Dean Johnson in the Boston Herald

Wednesday, 7 May 2003

Procol Harum at the House of Blues, Cambridge, Monday night.

Procol Harum lead singer Gary Brooker finally looks the way he's always sounded.

With a weathered, ruddy complexion and his receding white hair cut just a little longer than average, Brooker's appearance matches the soulful, world-weary vocals he's contributed to Procol Harum's songs since Whiter Shade of Pale raced up the charts in the late 1960s.

The subject of age was never far from Brooker's mind during the band's two lengthy sets at the House of Blues Monday night. Brooker, 53 [sic!], constantly poked fun at both himself and his audience.
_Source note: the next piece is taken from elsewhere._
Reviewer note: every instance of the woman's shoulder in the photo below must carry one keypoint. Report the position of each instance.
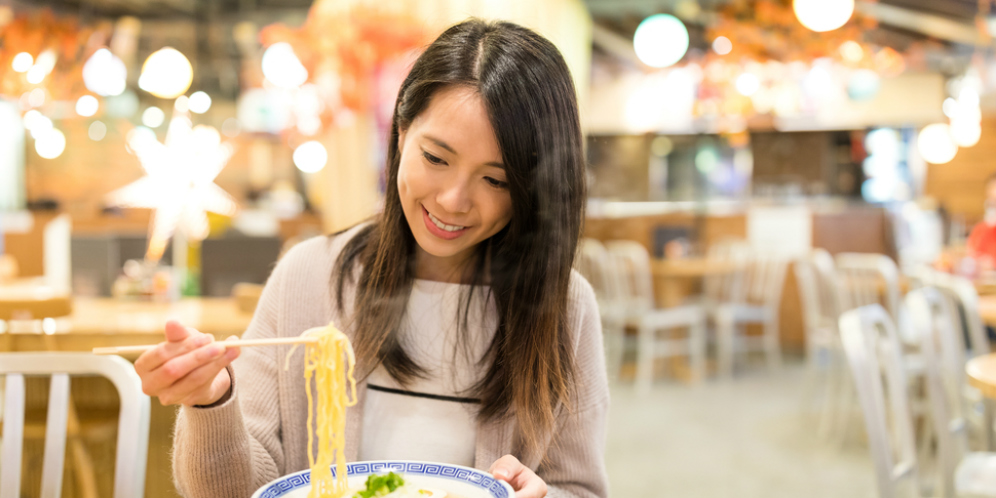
(320, 251)
(582, 307)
The band is touring because members' pensions 'aren't worth very much any more,' he quipped before breaking into Wall Street Blues' from the group's fine new disc, The Well's on Fire.' He also recommended his listeners buy the new disc and pass it along to their grandchildren.

It all would have seemed like so much whistling past the graveyard if Brooker and the band hadn't sounded so vital. Procol Harum also tucked nearly half of the new album among the two dozen [sic] songs it performed.

The group still is anchored by the keyboards of Brooker (piano) and fellow founding member Matthew Fisher (organ). Guitarist Geoff Whitehorn, aboard for several years, showed he can comfortably mimic guitar lines from the early days and solo confidently on newer songs.

Brooker's voice always has been Procol Harum's most distinctive feature, though, and it was in prime condition Monday, whether on rockers such as Simple Sister' and the new Shadow Boxed or the quasi-classical mysterioso tunes that have been the band's bread-and-butter, such as the concert-ending Whiter Shade.

Sometimes, Brooker carried on a tad too long, and the group's mid-tempo dirges began to run together after a spell.

But there wasn't a hint of desperation in the show - pension jokes notwithstanding - and the inclusion of so many strong new numbers made this a good deal more than just a pleasant exercise in nostalgia.